"But while the girls' teachings are often amusing, what really makes Dana's book exceptional are the girls themselves....Lucy and CeCee's target audience may consist solely of tweens, but this is a book that can educate readers of any age."– Kirkus Reviews
|Pub Date: April 5, 2012|
|Page count: 278pp|
Two BFFs compile a manual for youngsters who must endure the ordeal that is middle school.
Meet Lucy and CeCee, two middle schoolers documenting what they’ve learned as tweens. Lucy, obsessed with becoming popular, works the social aspect, while CeCee, who finds a B+ unspeakable, focuses on academics. The girls provide helpful tips on everything: fashion, acing exams, passing notes and the most socially acceptable jargon. Along the way, they learn even more about themselves and about one another. Dana’s novel (Cheerage Fearage, 2012, etc.) is a delightful read. Lucy and CeCee write what they know, so they provide a female perspective. While some chapter’s lessons won’t be applicable to most guys—Chapter 21’s “How to Get a Boyfriend”—the majority of their how-to guides have universal appeal. Some of them are positively inspirational: How to not be noticed by the teacher, which includes using a fellow student for cover; and how to covertly chew gum in class (prerequisites for this lesson include gum and a clueless teacher). But while the girls’ teachings are often amusing, what really makes Dana’s book exceptional are the girls themselves. As their collective account progresses, their insecurities are gradually exposed: Lucy’s “Complexion Reports” occur like weather updates and CeCee develops an eating disorder. These tweens aren’t stereotypes; they’re girls with sturdy personalities and distinctive backgrounds. CeCee once attended Catholic school, and Lucy’s mother is the president of the PTA. The lessons in each chapter can be read in any order, but the intimate touches—diary entries, notes, emails, texts—are a story of two girls maturing and understanding and even fighting with each other. “Lingo Lessons” are sprinkled throughout for readers who get headaches from slang, and parents, take note: The girls’ approach to more sensitive issues such as cyberbullying and peer pressure to drink or do drugs is intelligent and responsible.

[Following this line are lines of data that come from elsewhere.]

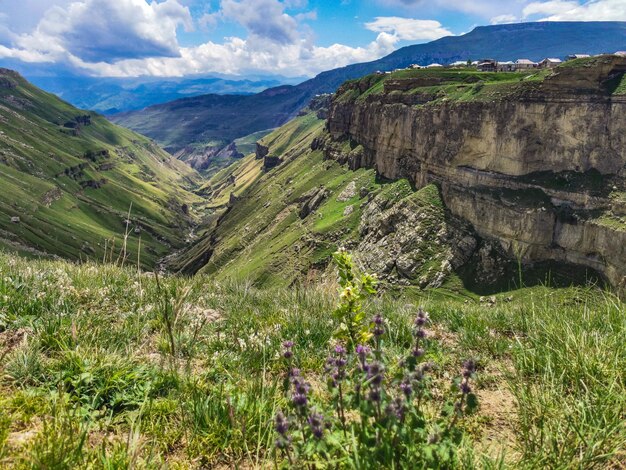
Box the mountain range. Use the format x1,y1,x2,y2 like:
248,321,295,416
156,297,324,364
112,22,626,171
0,69,200,267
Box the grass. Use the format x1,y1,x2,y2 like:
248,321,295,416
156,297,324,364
0,73,201,267
337,69,551,105
0,254,626,469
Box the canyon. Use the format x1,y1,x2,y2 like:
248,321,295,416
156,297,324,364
322,56,626,290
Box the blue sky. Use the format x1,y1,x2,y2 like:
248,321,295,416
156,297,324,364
0,0,626,77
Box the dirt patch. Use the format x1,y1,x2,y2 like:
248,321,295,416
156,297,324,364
476,366,517,461
0,328,32,361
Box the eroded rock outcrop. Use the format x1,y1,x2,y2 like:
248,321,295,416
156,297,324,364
324,57,626,287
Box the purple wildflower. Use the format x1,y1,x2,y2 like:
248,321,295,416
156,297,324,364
463,359,476,379
372,315,385,338
283,341,293,359
307,412,327,439
400,380,413,398
274,411,289,436
274,411,291,449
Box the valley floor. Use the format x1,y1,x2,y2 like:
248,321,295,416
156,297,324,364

Lucy and CeCee’s target audience may consist solely of tweens, but this is a book that can educate readers of any age.
|Pub Date: Nov. 15, 2011|
|Page count: 20pp|
In Dana’s debut picture book, one haughty doll learns that being pretty isn’t everything.
Nothing makes little Tasha happier than her four dolls: Emily-Nicole, Chloë-Anne, Lilly-Kate and Gracie. Emily-Nicole is the most beautiful doll of all; with snowy skin, lustrous red locks, turquoise eyes and long eyelashes, she stands tall and proud on Tasha’s bookshelf. But it’s Gracie, Tasha’s other favorite doll, that snuggles up with Tasha when the lights go out at bedtime. Gracie isn’t a beautiful doll like Emily-Nicole; she has spiky hair, purple eyes and a missing arm thanks to Tasha’s hungry dog. While Gracie lies at Tasha’s side every night, Emily-Nicole and the other bookshelf-dwelling dolls taunt her with a song: “Pretty eyes and pretty hair. We’re the best dolls anywhere. If you were a pretty doll, you’d be up here standing tall.” Their cruel words hurt Gracie’s feelings—if only Tasha knew that her prettiest dolls weren’t so pretty on the inside. It’s only when Emily-Nicole encounters danger one afternoon that she learns an important lesson about what makes someone truly beautiful (and not just pretty). Dana’s story is familiar, but welcome, commentary on why “mean girls” never really win. Parents dealing with childhood bullying might find the dolls’ conflict resolution a bit sugarcoated—if only all bullies could be so easily redirected—but it’s a sweet, simple message that is sure to resonate with little girls everywhere—little girls who might think twice before tossing aside their own “ugly” dolls. Glossy pages and Kurt Jones’ candy-colored illustrations add to the book’s girlish aesthetic, and it will find good company on the shelf next to perennial classics like The Ugly Duckling.
A positive read that encourages children to look beyond surface appearances when choosing their friends.